DOI: 10.31038/EDMJ.2017122

Abstract

Objective: Intracerebral complications are the most common cause of morbidity and mortality in children with diabetic ketoacidosis (DKA). Emerging evidence suggests that ischemic injury may be a factor in the development of cerebral edema. This study was designed to evaluate cerebral hemodynamics and autoregulation during DKA in critically ill children using transcranial Doppler ultrasound (TCD).

Design: Prospective observational study

Setting: Tertiary care pediatric intensive care unit (PICU)

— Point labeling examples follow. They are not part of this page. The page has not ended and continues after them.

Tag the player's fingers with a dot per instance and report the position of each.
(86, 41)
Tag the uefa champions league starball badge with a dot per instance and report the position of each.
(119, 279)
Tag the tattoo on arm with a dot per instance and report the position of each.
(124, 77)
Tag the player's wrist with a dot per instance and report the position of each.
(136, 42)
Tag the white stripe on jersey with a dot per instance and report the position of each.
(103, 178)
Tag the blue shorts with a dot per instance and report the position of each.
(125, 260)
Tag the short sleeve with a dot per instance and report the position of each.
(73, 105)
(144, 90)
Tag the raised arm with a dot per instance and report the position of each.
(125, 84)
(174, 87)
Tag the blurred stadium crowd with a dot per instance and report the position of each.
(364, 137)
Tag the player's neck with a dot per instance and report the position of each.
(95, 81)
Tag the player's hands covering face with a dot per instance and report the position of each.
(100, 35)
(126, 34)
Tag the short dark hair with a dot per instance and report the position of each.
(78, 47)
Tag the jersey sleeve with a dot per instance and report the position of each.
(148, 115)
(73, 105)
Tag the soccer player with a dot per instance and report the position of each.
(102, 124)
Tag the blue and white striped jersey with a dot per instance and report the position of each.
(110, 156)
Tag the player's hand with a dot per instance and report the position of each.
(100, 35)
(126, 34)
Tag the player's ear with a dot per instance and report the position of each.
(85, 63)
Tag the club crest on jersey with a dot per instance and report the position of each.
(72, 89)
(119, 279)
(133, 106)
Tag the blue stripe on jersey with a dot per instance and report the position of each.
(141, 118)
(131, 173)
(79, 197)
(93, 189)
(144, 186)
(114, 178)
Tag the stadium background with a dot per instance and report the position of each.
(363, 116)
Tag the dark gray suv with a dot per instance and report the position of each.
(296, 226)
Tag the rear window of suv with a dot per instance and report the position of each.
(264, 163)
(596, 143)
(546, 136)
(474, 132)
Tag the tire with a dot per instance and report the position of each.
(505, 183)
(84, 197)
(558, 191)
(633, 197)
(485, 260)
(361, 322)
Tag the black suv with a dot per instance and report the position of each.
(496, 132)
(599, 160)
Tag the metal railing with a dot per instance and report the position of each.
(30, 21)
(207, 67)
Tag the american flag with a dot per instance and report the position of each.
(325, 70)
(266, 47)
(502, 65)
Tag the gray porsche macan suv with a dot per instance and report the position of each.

Patients: Patients ≤18 years admitted to the PICU with moderate to severe DKA (serum glucose > 200 mg/dl, pH < 7.15, bicarbonate < 15 mmol/L, and urine ketones).

Measurements and Main Results: Within 4 hours of admission the flow velocities in the middle cerebral arteries (MCA) and basilar artery (BA) were measured using TCD. Cerebral autoregulation was evaluated using the transient hyperemic response ratio (THRR), with values ≥ 1.1 defined as normal. TCD was repeated after resolution of DKA. 26 patients were studied [median age 10 yrs (0.75-18), median initial glucose 558 (289-1018) g/dL, median initial pH 6.98 (6.78-7.13)]. Mean MCA flow velocities were unchanged when compared to previously published normal values. Mean BA flow velocities were significantly lower than these normal values during and after resolution of DKA, p = 0.001. Cerebral autoregulation during DKA was impaired in 92% of patients [median THRR on right 0.97 (0.65-1.14), left 0.98 (0.39-1.26)] and remained abnormal in 64% after resolution of DKA. Patients with clinical and imaging evidence of cerebral edema had lower BA mean flow velocities than patients without cerebral edema (p = 0.06).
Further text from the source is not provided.